È da ritenere che una prospettiva tecnica di soluzione sia individuabile nel documento GISAM che la società Medico Scientifica Interdisciplinare Promed Galileo ha provveduto ad inviare anche agli organi competenti dell’esecutivo.
Sarebbe infatti paradossale che in nome della salute della donna si dovesse assistere a comportamenti su larga scala difficilmente inquadrabili come espressione di tutela della salute delle stesse donne che per giunta, proprio a causa dell’assunzione di responsabilità derivante dalla dimissione volontaria, non potrebbero neppure adire ai percorsi di tutela risarcitoria per eventuali danni alla salute derivanti da un accudimento sanitario insufficiente.
Il secondo aspetto che merita una riflessione ulteriore è quello dell’obiezione di coscienza. Rispetto a quello chirurgico il processo di aborto chimico è enormemente dilatato nel tempo.
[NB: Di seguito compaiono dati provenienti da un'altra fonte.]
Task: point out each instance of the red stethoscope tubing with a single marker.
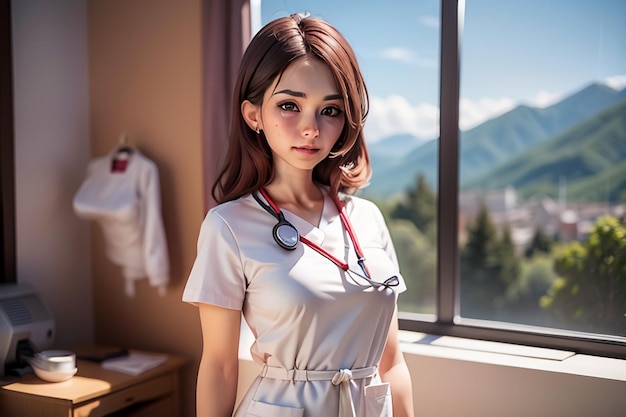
(345, 221)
La inevitabile turnazione del personale sanitario non può andare a ledere il diritto del personale obiettore ad essere esonerato “dal compimento delle procedure e delle attività specificamente e necessariamente dirette a determinare l’interruzione della gravidanza”.
Dal momento che col metodo farmacologico non esistono criteri standardizzati per definire l’avvenuta interruzione della gravidanza, devono essere date adeguate
garanzie al medico obiettore il cui intervento non fosse “indispensabile per salvare la vita della donna in imminente pericolo” attraverso una codifica dei compiti e delle responsabilità nell’assistenza sanitaria delle donne che abortiscono col metodo chimico di cui il ministero deve farsi promotore e garante.
Data la complessità e la delicatezza di tali questioni è da temere che le modalità che il ministero del welfare ha adottato per dare seguito alle raccomandazioni della commissione d’indagine parlamentare[2] siano così vaghe da risultare insufficienti ad assicurare gli obiettivi annunciati.